Кэмпбелл, естественно, был вне себя от ярости.
– Вы раскапываете кладбище, черт возьми! – орал он. Мне пришлось держать трубку в шести дюймах от уха.
Я тяжело вздохнул:
– Я провожу выборочный осмотр, сэр. У нас есть журнал регистрации, где отмечены свежие могилы. Если что-то вызывает подозрения, это подлежит обследованию.
– А что надгробия?
– Мы стараемся их не трогать.
Кэмпбелл принялся перечислять всех тех, чье разрешение необходимо для проведения эксгумации, включая главного судью графства, главного смотрителя кладбищ и главного медицинского офицера Совета Вестминстера.
– Мы не вытаскиваем тела и ничего не крадем, – заверил я его.
К тому времени было уже перерыто восемьдесят футов клумб.

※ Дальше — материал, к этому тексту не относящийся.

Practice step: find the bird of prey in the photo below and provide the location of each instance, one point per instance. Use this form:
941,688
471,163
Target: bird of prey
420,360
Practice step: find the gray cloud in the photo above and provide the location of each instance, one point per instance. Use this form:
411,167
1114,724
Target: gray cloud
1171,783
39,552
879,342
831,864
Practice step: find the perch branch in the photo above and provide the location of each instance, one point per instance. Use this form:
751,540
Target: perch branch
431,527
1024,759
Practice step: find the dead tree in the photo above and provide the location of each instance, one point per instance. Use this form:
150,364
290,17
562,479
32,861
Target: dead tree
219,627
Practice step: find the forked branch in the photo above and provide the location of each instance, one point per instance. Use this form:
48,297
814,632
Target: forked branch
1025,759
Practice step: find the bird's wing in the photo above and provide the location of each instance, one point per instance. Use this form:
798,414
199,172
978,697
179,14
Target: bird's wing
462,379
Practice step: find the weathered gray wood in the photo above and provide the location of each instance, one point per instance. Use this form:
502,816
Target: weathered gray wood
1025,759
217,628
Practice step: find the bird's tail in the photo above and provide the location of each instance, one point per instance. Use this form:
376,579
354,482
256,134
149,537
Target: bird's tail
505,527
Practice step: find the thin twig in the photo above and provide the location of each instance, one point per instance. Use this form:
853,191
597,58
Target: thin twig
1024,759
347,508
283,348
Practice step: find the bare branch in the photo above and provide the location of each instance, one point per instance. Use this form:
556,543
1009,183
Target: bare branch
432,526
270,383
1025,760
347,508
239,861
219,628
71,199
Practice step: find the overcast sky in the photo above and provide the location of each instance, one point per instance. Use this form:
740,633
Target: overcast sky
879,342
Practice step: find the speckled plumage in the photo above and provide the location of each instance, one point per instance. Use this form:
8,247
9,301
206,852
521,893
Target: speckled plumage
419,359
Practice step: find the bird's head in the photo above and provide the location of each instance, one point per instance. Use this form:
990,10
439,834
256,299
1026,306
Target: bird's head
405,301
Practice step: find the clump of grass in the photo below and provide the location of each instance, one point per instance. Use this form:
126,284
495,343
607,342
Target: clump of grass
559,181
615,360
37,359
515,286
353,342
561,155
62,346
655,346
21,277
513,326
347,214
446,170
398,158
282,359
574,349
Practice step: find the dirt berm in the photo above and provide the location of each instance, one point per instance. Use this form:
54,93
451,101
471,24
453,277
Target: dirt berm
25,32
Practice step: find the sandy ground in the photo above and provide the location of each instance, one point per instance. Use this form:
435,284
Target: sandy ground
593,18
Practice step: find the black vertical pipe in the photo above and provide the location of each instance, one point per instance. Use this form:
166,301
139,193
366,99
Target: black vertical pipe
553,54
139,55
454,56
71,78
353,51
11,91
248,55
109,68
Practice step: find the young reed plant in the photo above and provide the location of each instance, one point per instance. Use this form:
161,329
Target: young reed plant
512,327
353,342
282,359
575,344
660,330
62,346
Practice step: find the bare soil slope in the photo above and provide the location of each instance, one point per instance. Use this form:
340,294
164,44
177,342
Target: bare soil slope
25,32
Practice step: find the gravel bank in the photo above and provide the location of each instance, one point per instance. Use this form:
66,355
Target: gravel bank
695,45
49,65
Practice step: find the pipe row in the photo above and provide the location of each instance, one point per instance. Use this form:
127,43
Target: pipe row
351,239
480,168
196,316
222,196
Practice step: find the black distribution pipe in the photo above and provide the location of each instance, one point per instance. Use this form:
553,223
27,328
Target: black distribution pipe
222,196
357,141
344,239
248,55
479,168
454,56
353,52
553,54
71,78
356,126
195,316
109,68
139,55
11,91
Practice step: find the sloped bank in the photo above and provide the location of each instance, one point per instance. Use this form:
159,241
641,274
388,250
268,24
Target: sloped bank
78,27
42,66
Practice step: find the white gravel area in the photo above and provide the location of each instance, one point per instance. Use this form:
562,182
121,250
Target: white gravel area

Бордюрные камни были свалены у стен, почва перекатывалась грязными комками.
За два месяца до того Говард помогал высаживать здесь растения для выставки «Вестминстер в цвету»
Были разрыты еще двадцать два участка на территории кладбища. Хотя кладбище кажется прекрасным местом для того, чтобы спрятать труп, сделать это не так-то легко. Во-первых, зарывать надо таким образом, чтобы никто не заметил, то есть лучше всего ночью. И совершенно не важно, верите вы в привидения или нет, не многие люди чувствуют себя комфортно на кладбище после захода солнца.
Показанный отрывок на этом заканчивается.